Saturday, May 07, 2011

With the advent of more faux family holidays

I can’t help but wonder how folks who have less than wonderful parents react to this. Should there be any consideration for people who cringe at the mother’s day and father’s day festivities. People, for whom the only celebratory feelings they have, is that they survived their childhoods. For the children who didn’t survive their parent’s less than loving care, we can’t know how they feel about it.

I have held the belief that just because a woman gives birth it does not automatically entitle her to veneration for so long I can’t recall when I formed it. We are long past the time when producing a child was a matter of great mystery and awe. We know how it happens. We know where we come from. There’s no mystery, no magic or exceptional skill, knowledge or talent needed to get pregnant, and most of the time, to give birth. So what’s the big deal? Why are the creatures who do this very natural thing held in such esteem?

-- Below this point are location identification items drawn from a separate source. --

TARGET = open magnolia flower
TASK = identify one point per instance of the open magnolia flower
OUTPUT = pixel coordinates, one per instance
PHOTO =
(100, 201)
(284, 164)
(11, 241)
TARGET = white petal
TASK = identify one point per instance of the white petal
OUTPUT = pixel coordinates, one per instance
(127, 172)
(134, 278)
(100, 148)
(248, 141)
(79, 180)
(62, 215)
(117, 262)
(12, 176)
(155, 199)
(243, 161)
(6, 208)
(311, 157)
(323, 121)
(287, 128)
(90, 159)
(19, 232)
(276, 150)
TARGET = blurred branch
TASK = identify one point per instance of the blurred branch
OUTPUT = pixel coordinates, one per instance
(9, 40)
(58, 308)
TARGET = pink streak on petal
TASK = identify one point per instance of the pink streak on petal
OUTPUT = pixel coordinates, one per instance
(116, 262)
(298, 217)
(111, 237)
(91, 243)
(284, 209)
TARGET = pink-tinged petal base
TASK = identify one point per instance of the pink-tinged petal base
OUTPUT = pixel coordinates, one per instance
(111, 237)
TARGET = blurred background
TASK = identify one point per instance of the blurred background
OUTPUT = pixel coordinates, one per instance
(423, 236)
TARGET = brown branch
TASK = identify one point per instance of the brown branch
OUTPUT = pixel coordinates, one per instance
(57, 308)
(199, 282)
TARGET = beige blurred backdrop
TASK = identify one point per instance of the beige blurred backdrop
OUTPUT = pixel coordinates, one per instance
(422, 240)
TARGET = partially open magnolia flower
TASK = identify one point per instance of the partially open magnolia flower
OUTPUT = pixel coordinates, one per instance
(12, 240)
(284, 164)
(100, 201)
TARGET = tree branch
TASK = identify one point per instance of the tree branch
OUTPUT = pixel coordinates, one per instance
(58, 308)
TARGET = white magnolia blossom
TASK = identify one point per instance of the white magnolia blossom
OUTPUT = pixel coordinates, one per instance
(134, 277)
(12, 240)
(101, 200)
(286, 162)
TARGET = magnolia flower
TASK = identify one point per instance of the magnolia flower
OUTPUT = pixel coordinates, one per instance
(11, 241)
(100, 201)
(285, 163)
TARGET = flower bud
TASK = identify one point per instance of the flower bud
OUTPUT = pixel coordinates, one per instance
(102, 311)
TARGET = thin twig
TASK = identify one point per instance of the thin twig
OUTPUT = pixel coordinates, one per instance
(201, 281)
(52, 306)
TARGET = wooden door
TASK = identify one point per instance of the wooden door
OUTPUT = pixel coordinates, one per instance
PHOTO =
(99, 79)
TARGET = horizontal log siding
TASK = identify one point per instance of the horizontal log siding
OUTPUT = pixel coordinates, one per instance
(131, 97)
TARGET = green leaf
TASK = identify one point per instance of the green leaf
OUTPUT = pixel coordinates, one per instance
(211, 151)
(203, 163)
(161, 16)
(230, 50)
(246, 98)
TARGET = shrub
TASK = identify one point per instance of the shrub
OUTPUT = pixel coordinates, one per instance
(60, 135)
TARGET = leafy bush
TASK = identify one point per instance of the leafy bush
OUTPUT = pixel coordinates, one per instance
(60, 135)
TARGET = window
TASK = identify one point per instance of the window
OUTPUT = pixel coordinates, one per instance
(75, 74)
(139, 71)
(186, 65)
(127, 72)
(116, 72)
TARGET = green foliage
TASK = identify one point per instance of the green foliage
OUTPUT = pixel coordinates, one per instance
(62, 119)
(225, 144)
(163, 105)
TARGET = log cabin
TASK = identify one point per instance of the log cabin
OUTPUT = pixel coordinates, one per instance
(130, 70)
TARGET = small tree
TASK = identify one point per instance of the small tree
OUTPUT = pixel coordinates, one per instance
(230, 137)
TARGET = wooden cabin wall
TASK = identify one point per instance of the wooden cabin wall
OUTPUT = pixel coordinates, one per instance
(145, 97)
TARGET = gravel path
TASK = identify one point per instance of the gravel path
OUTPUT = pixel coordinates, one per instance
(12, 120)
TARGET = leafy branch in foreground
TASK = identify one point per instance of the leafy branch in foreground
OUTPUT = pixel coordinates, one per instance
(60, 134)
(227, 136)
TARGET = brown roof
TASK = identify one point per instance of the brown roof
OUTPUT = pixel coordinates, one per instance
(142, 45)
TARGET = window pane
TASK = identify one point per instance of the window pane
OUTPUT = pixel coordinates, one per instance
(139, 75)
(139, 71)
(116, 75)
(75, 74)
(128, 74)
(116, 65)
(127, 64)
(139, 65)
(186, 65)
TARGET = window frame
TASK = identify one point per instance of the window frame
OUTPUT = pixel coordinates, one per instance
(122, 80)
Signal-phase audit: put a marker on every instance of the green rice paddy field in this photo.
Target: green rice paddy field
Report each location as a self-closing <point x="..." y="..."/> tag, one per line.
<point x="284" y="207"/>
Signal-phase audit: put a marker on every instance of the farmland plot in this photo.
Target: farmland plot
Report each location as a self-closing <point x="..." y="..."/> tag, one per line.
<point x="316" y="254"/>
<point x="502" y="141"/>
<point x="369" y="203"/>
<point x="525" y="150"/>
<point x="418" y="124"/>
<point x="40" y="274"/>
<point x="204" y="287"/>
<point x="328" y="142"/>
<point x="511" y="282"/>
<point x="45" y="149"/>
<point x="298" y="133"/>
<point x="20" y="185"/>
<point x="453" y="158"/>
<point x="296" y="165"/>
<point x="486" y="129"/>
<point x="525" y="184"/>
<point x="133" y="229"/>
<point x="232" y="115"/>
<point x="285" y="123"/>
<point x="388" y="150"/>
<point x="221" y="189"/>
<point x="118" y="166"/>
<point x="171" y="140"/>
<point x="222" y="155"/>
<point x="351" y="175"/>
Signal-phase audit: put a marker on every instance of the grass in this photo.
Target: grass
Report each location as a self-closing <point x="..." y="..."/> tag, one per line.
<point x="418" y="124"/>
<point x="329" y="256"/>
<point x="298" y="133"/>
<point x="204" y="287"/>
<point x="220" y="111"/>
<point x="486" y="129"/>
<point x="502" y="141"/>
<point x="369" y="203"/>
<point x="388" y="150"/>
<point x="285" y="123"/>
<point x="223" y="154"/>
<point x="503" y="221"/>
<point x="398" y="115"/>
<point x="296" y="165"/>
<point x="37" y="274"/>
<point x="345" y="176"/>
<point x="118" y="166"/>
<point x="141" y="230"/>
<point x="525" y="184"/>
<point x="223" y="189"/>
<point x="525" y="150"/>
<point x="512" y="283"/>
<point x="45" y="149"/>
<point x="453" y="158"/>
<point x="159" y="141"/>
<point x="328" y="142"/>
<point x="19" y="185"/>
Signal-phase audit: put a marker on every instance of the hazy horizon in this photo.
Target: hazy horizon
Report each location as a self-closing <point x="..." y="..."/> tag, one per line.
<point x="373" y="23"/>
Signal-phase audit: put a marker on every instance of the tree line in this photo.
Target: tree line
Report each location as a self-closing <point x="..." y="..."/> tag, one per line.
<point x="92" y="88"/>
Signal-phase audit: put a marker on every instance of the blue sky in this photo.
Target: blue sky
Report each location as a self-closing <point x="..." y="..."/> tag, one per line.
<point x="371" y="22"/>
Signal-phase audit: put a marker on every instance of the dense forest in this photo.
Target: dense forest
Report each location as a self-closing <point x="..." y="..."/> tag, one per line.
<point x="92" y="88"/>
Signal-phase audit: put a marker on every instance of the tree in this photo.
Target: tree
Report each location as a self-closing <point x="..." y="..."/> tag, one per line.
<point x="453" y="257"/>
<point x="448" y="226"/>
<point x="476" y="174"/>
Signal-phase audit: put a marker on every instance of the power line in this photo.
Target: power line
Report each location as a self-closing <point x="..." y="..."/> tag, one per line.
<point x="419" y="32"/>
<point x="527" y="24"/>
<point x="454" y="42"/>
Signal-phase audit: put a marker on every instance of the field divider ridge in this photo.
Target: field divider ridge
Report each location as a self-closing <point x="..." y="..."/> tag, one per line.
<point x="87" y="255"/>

Many hold to the theory that no matter how a woman feels about pregnancy once the child is born they will automatically love it. It’s just a theory. It is not true. It is said that it’s the hormones that make a woman love and want to protect her child. I have to suppose then that some women lack these particular hormones. And what about fathers? They don’t have the hormone theory going for them so what is it for men - chest-thumping ego?

We learn how to be parents from our parents, and often we learn how NOT to be parents, turning a negative into a positive. And some of us recognize that being a parent is not something they want to be; that there isn’t enough positive in the world to affect the negative. That we are such damaged goods we can never risk passing on what we learned.

Everyone is raised by someone, humans being such fragile creatures and taking such a long time to reach self-sufficiency. That someone, or ones, may be loving, or not. When not, often there is some other someone who nurtures and loves and protects, as well as they can protect. That other someone doesn’t get a day.

Perhaps mother’s day and father’s day should be scrapped and a “Nurturer’s Day” should replace it. It’s a thought. Someone call Hallmark.

In the interest of full disclosure I should tell you I received a beautiful basket of goodies and a card as a Mother’s Day gift - It was from my brother.